CS 324: k-Nearest Neighbor Classifier

One of the main ways that nearest neighbors are used is for a k-NN (k-nearest neighbor) classifier, which is attempts to classify an item based on the classifications of neighbors around it.

The dataset that you'll use for this assignment is some very old anonymized data regarding Carleton's writing portfolio. You can find it on the department network in /Accounts/courses/cs324/writingportfolio.xlsx. The only reason I can even distribute this is because it is so old and it is anonymized; nonetheless, please do not distribute it any further. It is in Excel, which is a way data is often distributed in the "real world," so you'll need to figure out how to get the data out and into your programming environment of choice. Once you've done so, throw away "Project ID" (for purposes of most of the exercise, but you'll need it later see below), and isolate the "needs work" column as separate from the rest of the data. This last column is your actual classification you are trying to predict: a value of 1 for "needs work" means the student was deemed to not have a successful writing portfolio.

Part 1

Standardize the remainder of the data (after ignoring the above two columns). Submit your standardized data, with "Project ID" and "needs work" columns appended back on, in some easy-to-read format, along with the code that you have used to generate it.

Part 2

Write a program to loop over each item in the dataset, using the above standardized version, and for each find its nearest neighbors for k = 1, 3, 5, 7, and a few others based on your intuition. Make sure not to accidentally include the item itself as one of its nearest neighbors! Pretend that you don't know the correct classification of the item (Needs Work or not), and have the neighbors vote on what they think the classification should be. Compare the classification you estimate to the actual classification, and determine the percentage that you actually get correct.
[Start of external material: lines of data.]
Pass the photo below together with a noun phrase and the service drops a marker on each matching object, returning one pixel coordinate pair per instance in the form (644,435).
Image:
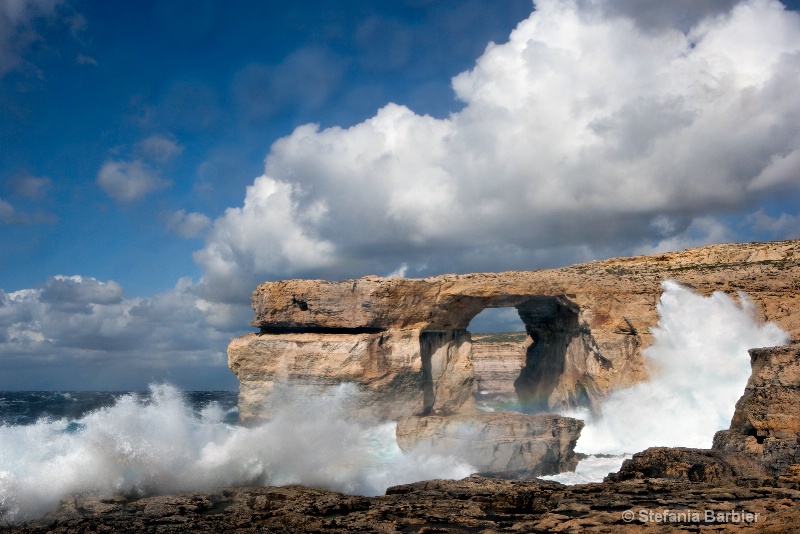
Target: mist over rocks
(405,341)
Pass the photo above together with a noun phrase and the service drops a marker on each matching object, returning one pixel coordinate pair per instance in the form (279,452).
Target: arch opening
(499,345)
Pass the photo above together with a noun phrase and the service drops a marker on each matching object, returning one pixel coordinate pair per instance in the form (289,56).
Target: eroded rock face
(405,340)
(497,363)
(766,423)
(540,444)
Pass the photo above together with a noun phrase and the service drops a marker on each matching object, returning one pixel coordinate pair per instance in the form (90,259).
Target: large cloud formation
(599,128)
(77,332)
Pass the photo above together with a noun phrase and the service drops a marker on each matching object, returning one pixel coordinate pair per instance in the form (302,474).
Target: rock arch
(405,341)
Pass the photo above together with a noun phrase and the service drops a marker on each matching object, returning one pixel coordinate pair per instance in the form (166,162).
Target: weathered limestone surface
(766,423)
(540,444)
(405,340)
(497,364)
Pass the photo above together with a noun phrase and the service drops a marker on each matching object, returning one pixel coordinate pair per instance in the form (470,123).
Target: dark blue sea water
(27,407)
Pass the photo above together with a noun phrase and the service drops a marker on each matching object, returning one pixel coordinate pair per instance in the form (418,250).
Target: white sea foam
(698,365)
(161,446)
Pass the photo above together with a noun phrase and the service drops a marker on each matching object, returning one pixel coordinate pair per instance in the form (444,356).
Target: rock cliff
(541,444)
(405,341)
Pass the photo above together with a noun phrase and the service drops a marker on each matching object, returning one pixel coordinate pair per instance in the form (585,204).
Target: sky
(159,159)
Try your technique for both Euclidean distance and Manhattan distance, and plot your results for each for a variety of values of k.

In order to assist the graders, your program should also print out the predicted classification (the results of the vote) for each project ID. Make it easy for the graders to pick a value of k and a distance metric (Euclidean or Manhattan distance) when they run your program.

I haven't tried this technique myself on this particular dataset, so I'm curious as to what you'll get. On one hand, it would be amazingly cool if you can get pretty good classification rates. On the other hand, if you can succeed at this with high accuracy, it might have scary implications regarding the relevance of the entire writing portfolio exercise. What will you find?

In addition to submitting your code, you should turn in the plots that you generate, as well as a short description of your results.